The most puzzling aspect of "The Warriors" is why none of its actors ever attained stardom. James Remar (as ultra-macho Ajax) and David Patrick Kelly became familiar faces in character parts (both were featured in Hill's Nick Nolte-Eddie Murphy vehicle, "48 Hours"). Lynne Thigpen, the underground deejay who tips off the various gangs to the Warriors' progress, died two years ago after a successful career on stage and film, and as one of the stars of the TV show "Where in the World Is Carmen Sandiego?" Marcelino Sanchez, who played Rembrandt, died of cancer in 1986. And Tom McKitterick, who played Cowboy, has never been tracked down even by the film's ardent fans. The only actor in "The Warriors" to reach something approaching fame is Mercedes Ruehl, who appeared in a short but effective bit as a plainclothes policewoman.
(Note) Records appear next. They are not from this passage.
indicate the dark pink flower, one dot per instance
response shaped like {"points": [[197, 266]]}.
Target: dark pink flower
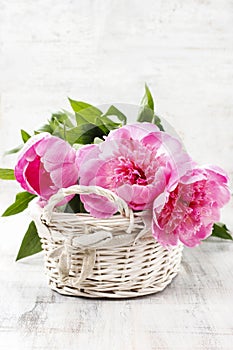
{"points": [[138, 162], [187, 213], [46, 164]]}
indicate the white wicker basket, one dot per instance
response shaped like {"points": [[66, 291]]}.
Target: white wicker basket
{"points": [[114, 258]]}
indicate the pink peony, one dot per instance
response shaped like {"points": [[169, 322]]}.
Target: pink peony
{"points": [[138, 162], [46, 164], [188, 213]]}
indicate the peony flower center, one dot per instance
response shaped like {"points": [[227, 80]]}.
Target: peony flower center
{"points": [[128, 172]]}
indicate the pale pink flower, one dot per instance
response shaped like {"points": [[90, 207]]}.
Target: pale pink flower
{"points": [[46, 164], [187, 213], [138, 162]]}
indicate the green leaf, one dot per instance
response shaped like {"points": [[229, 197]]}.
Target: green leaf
{"points": [[145, 115], [78, 106], [115, 111], [21, 203], [7, 174], [30, 244], [220, 230], [147, 99], [146, 112], [25, 136], [84, 134], [13, 150], [44, 128]]}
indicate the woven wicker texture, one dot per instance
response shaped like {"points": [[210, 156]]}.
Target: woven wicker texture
{"points": [[114, 258]]}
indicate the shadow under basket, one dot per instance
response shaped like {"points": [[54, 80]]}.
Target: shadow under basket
{"points": [[115, 257]]}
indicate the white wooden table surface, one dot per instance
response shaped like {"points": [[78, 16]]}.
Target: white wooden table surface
{"points": [[103, 51]]}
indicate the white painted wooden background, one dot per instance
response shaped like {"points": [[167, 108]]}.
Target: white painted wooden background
{"points": [[102, 52]]}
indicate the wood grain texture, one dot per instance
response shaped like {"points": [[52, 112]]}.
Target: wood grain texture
{"points": [[103, 51]]}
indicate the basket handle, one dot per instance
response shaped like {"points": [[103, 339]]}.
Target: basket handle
{"points": [[79, 189]]}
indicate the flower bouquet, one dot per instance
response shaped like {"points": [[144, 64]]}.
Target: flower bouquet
{"points": [[113, 203]]}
But the leads, Michael Beck as the War Chief, Swan, and Deborah Van Valkenburgh as Merci, a street girl who takes up with the Warriors, should have been stars. Van Valkenburgh, who bore a striking resemblance to Angelina Jolie, was a New York stage actress when she was cast in "The Warriors" and later costarred with Ted Knight on a TV sitcom, "Too Close for Comfort." Beck, as chiseled and enigmatic as a young Viggo Mortensen, had the misfortune to be cast, in his next film, with Olivia Newton John in the musical "Xanadu" and afterward appeared mostly in television roles. The only explanation I can offer for the failure of Beck and Van Valkenburgh to land more starring parts is the stigma that was attached to the film for years after its release.

Next year, "The Warriors'" strange story will get another chapter with Tony Scott's new film version set in Los Angeles (how Scott can pull it off without subways will be interesting to see). Will the new film be greeted with the same horror and derision as the original? Or will a legion of critics step forward and denounce the remake in the name of a film that had so few champions on its release? We'll see. But, meanwhile, it's reassuring to find that on watching it again after all these years "The Warriors" remains a bona fide guilty pleasure, still not everyone's cup of tea.

There are those who will simply never get it. For instance, Sol Yurick, who, in the introduction to the reprint of his novel, writes that, "on the whole, the movie was trashy, although beautifully filmed." Correct. But, "I looked for my novel on the screen. I found a skeleton of it intact. Its revolutionary content was missing."

"What is astonishing to me," he says, "is the durability of the movie ... I have to admit that I didn't and still don't understand the phenomenon ... 'The Warriors' is not the best of my books." The appeal of the film, I think, is that it dumps the sociopolitical baggage of the lives of street gangs and the conditions that produce them. Yurick meant for the title of his book to be taken ironically; Hill's movie takes the title literally. Hill really has no interest in the psychology of street gangs (and what psychologist could explain Kelly's Luther?). The movie tells you what the kid reading the Classics Illustrated comic understood even if his creator didn't, namely, that anyone's life, no matter how squalid, can include an element of heroism.


By Allen Barra

Allen Barra is the author of "Inventing Wyatt Earp: His Life and Many Legends."